The Japanese economy
slipped into recession in the third quarter, a surprisingly poor performance
that could delay a planned sales tax hike.
Gross domestic product shrank by an annualized 1.6% in the three
months ended September, Japan's Cabinet Office said Monday. The result was much
worse than the 2.2% expansion expected by economists.
On a quarterly basis, Japan's GDP declined by 0.4% as business
investment slipped. Economies are commonly described as being in a technical
recession after two straight quarterly contractions.
The disappointing result comes as Japan faces a full slate of
questions over tax policy and the country's plan for economic revival -- dubbed
"Abenomics."
Japan's consumption tax was increased to 8% in April in a bid to
improve the country's fiscal position, and the government is now agonizing over
whether it should implement an additional bump to 10%. The first increase set
off a boom and bust cycle that wiped out growth in the second quarter, as
consumers drastically changed their spending patterns.
The question is whether Japan's fragile recovery can withstand
another tax increase -- and whether Prime Minster Shinzo Abe has enough
political capital to make his decision on the matter stick.

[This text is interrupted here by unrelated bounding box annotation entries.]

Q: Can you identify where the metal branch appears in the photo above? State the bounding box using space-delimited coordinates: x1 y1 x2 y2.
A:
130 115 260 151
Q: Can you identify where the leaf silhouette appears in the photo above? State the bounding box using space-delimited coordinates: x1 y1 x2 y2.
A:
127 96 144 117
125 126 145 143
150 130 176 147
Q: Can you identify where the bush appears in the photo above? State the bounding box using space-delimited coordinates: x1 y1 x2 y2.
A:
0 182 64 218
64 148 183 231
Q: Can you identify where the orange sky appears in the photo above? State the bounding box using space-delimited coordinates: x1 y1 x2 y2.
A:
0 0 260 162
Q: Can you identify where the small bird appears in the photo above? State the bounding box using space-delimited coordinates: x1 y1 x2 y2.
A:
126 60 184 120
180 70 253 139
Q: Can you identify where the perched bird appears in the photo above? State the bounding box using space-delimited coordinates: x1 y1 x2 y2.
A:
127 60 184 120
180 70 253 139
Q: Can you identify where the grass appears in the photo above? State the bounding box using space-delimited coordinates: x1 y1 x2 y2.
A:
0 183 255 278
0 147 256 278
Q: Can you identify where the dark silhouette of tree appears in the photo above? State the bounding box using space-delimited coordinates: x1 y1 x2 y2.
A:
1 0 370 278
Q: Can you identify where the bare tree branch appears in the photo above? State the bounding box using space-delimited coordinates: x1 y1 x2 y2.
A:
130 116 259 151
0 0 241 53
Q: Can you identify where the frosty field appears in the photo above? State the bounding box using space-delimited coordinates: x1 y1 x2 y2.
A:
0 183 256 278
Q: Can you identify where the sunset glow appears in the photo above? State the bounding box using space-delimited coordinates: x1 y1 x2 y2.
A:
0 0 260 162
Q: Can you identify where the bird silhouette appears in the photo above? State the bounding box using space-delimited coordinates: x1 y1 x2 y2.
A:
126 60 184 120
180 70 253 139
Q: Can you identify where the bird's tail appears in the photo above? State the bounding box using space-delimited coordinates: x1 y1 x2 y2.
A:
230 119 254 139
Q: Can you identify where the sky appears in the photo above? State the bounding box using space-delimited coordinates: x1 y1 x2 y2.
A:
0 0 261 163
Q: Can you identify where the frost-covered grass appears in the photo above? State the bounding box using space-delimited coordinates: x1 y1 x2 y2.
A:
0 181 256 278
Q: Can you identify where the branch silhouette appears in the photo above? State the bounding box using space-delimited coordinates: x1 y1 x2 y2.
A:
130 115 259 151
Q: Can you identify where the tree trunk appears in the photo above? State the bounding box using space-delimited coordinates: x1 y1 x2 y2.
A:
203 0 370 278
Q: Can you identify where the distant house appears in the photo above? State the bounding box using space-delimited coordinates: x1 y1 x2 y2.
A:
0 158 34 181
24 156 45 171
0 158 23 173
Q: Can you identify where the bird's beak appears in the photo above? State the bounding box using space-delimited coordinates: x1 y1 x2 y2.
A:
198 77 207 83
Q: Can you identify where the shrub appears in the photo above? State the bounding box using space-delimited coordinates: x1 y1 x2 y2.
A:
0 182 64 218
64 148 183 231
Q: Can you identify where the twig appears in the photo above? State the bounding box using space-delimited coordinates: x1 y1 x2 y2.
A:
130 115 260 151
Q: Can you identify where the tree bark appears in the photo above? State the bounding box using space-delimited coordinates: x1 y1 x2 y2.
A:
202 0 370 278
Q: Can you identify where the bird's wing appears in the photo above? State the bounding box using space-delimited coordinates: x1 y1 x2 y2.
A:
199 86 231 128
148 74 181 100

Speculation has mounted in recent days that Abe will call for
snap elections, to take place in December, that would reset Japan's election
clock and give the prime minster the mandate he needs to delay the tax hike.
"In light of the sharp fall in today's preliminary
estimate, it now looks likely that Abe will call off the hike and announce snap
elections," Marcel Thieliant of Capital Economics said in a research note.
Abe has received some surprise support from the Bank of Japan in
recent weeks, which announced on the final day of October that it would go for
broke and expand its already aggressive stimulus plan.
The idea is that further easing, combined with government
spending and structural reforms, will stave off deflation, leading to more
robust growth for the world's third-largest economy.